Purpose Driven Bedtime
So last night I couldn't sleep. Random little known fact about Freddy...I hardly ever sleep very well, but I dream every night, and remember most of them. Kind of a contradiction I know, but that's how I roll. So I am sure someone in blog world is psychoanalyzing that right now...hehe.
Ok, so last night...I went to bed around midnight. Gave up on trying to fall asleep around 1:20 and decided to turn on my tv and see what my tivo had recorded. Well, there was a NatGeo documentary on there about kids trying survive L.A. gang life. It started with the story of a guy who got shot by a rival gang and how all of the people at his funeral were sad, but also very nervous that a drive-by shooting would take place during the funeral. Talk about rough. Well, it went on to say that even though he was in his twenties, he left behind 5 children. It showed his oldest daughter (probably around 9), looking into the casket and saying goodbye. Tear-jerking is an understatement! Then it went into the story of how this murder sparked a gang war that led to over 30 people being killed over the next couple of months. It showed how gangs are multi-generational and how kids grow up hating rival gangs because of violence inflicted on their loved ones early in life.
This made me think about the five kids the murdered gang-banger left behind. They will grow up knowing that a rival gang member killed their father. They will grow up continuing the cycle of hatred and violence that they have known all of there life. What really hit me the hardest was the last 30 seconds of the documentary. It went back to the funeral that began the documentary and showed the dead mans youngest child, a little boy about 3 years old, standing by the casket saying, "Let me see my daddy. I want to see Daddy!" When the family member near him picked him up, the child began saying over and over again, "Wake up! Daddy, wake up!" When this didn't work, he began shouting it louder, "Daddy, please wake up! Wake up Daddy!" Watching this broke my heart, as I considered how the memory of that moment would shape and mold that young child's life. After crying and praying for that child for a little while, God brought something to my mind....my children.
God reminded me that I also am writing a legacy on the hearts of my children every day. I got out of my bed and went into my boys room and just watched them sleep for a little bit. As I looked at Ty, I realized that he looked about the same age as the little boy in the documentary. I went to his bed and just laid my hands on his little head and began praying for him, and for the future God has for him. I thanked God for blessing me with the opportunity to help mold and prepare Ty for the calling that God has placed on his life. At one point Ty woke up, saw me praying for him, patted my arm and said, "Hi Daddy, I love you," then rolled over and fell back asleep. That is a little moment that I will remember for the rest of my life.
After I prayed for Ty, I went to Eli's bed and did the same thing. He also woke up at one point and said, "Hey dad, thanks for praying for me" and also rolled over and went back to sleep. LOL. Then I went into Kaelin's room. As I prayed over her, she laid there sleeping. Just as I was finishing, she opened her eyes, grabbed my arm, pulled me down for a hug and said, "I love you dada", rolled over, and went back to bed.

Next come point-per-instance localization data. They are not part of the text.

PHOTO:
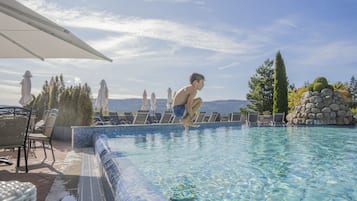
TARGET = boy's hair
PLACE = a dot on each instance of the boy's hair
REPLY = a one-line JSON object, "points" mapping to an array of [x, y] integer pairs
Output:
{"points": [[196, 76]]}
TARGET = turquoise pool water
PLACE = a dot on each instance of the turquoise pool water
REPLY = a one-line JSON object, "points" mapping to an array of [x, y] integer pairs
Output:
{"points": [[240, 163]]}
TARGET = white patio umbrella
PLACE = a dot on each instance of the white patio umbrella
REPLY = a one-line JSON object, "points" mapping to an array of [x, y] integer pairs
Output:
{"points": [[27, 34], [169, 99], [145, 100], [26, 96], [102, 98], [153, 103]]}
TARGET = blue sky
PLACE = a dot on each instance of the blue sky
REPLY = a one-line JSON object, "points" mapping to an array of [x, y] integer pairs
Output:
{"points": [[156, 44]]}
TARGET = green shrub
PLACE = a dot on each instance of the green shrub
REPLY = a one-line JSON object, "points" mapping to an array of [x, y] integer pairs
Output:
{"points": [[321, 80], [318, 86]]}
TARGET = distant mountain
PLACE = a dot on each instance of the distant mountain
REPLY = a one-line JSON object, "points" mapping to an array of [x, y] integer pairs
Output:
{"points": [[134, 104]]}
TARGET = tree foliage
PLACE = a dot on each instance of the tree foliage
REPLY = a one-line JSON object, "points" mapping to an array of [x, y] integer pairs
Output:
{"points": [[260, 95], [74, 102], [280, 96]]}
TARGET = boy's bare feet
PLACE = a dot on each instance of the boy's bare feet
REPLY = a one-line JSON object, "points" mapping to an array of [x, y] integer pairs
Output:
{"points": [[188, 123]]}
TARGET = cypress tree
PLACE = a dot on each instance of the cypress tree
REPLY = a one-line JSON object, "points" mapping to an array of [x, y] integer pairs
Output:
{"points": [[280, 96], [260, 95]]}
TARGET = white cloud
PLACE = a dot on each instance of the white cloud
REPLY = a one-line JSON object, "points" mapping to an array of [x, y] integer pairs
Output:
{"points": [[182, 34]]}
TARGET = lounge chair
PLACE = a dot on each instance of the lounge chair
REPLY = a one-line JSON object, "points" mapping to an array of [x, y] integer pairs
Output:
{"points": [[175, 120], [213, 117], [235, 117], [265, 120], [46, 135], [166, 117], [200, 117], [129, 117], [14, 123], [278, 119], [223, 118], [252, 119], [114, 118], [141, 117]]}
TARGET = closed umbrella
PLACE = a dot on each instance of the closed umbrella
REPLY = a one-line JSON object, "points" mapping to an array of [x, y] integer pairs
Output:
{"points": [[145, 100], [102, 98], [169, 100], [26, 96], [153, 103]]}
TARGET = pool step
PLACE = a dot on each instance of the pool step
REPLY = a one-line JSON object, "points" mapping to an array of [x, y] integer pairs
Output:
{"points": [[89, 183]]}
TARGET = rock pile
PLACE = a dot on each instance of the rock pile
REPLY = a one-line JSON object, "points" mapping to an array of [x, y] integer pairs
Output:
{"points": [[321, 108]]}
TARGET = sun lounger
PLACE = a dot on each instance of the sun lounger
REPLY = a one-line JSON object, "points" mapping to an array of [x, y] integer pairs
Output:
{"points": [[223, 118], [213, 117], [200, 117], [141, 117], [129, 116], [114, 118], [166, 117], [252, 119], [278, 119], [235, 117], [265, 120]]}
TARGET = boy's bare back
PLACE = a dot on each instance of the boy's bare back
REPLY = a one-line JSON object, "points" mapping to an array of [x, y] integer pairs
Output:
{"points": [[183, 94]]}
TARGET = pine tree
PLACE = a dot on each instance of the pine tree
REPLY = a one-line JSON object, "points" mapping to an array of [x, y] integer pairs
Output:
{"points": [[280, 96]]}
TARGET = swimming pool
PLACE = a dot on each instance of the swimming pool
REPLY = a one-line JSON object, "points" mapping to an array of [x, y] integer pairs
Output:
{"points": [[240, 163]]}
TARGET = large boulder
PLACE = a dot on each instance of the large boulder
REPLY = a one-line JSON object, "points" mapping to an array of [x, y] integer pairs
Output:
{"points": [[321, 108]]}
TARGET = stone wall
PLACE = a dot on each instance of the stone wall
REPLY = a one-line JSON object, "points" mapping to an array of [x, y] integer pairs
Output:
{"points": [[321, 108]]}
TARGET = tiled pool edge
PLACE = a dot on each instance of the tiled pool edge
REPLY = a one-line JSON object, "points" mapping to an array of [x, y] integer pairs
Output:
{"points": [[121, 179], [117, 173], [82, 136]]}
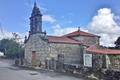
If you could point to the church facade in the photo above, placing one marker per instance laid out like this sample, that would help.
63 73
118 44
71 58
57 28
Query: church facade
44 50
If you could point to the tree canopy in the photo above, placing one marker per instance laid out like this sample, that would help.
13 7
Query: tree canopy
11 48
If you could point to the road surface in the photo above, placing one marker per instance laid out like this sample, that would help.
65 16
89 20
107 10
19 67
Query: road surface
8 72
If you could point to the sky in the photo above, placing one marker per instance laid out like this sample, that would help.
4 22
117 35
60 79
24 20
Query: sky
100 17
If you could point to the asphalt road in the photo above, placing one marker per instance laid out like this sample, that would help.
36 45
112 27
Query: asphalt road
9 72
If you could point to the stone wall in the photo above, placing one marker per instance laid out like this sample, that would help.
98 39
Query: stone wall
72 52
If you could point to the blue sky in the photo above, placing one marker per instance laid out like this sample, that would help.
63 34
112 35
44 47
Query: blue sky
14 14
62 16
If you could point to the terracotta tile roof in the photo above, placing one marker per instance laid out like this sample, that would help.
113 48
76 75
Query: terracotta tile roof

As I walked back to my bed, God whispered to my heart, "This is the most important purpose you have in life...to prepare these children for the plans I have for them. What I will do through them will go beyond anything you can imagine, and far extend everything I will do through your ministry. They are the most important ministry I will ever call you to. You are writing a legacy on their hearts that will impact more than you can imagine." I became very emotional as I considered the three little gifts that were sleeping across the hall, and that God considered me faithful enough to have this role in their life. Then God said to me, "This is the memory that they will grow up remembering, that they woke up and their dad was praying over them as they slept!" I hadn't considered that until that moment. After that, I went back to my room and fell right to sleep....until Ty came crawling in my bed half an hour later...and then Eli came in around 3:30am complaining that his legs were hurting (growing pains). I guess we all still get growing pains of different kinds. So I gently rubbed his legs until he fell asleep...just as God had gently rubbed my heart until I fell asleep.


3 Comments:
That was beautiful...and think about the love you felt for your babies as they slept...so also did God love you as you slept.
"..For He gives to His beloved even in his sleep." Psalm 127:2 NASB
what a beautiful post Freddy. You totally made me bawl.
I love how you put things in perspective.
Keep blogging brother, it does my heart good, just like a mini sermon to my soul!
Hey Pastor...
Thanks for letting us take a peek into your life, your head and your spirit. This BLOG meant a lot to me.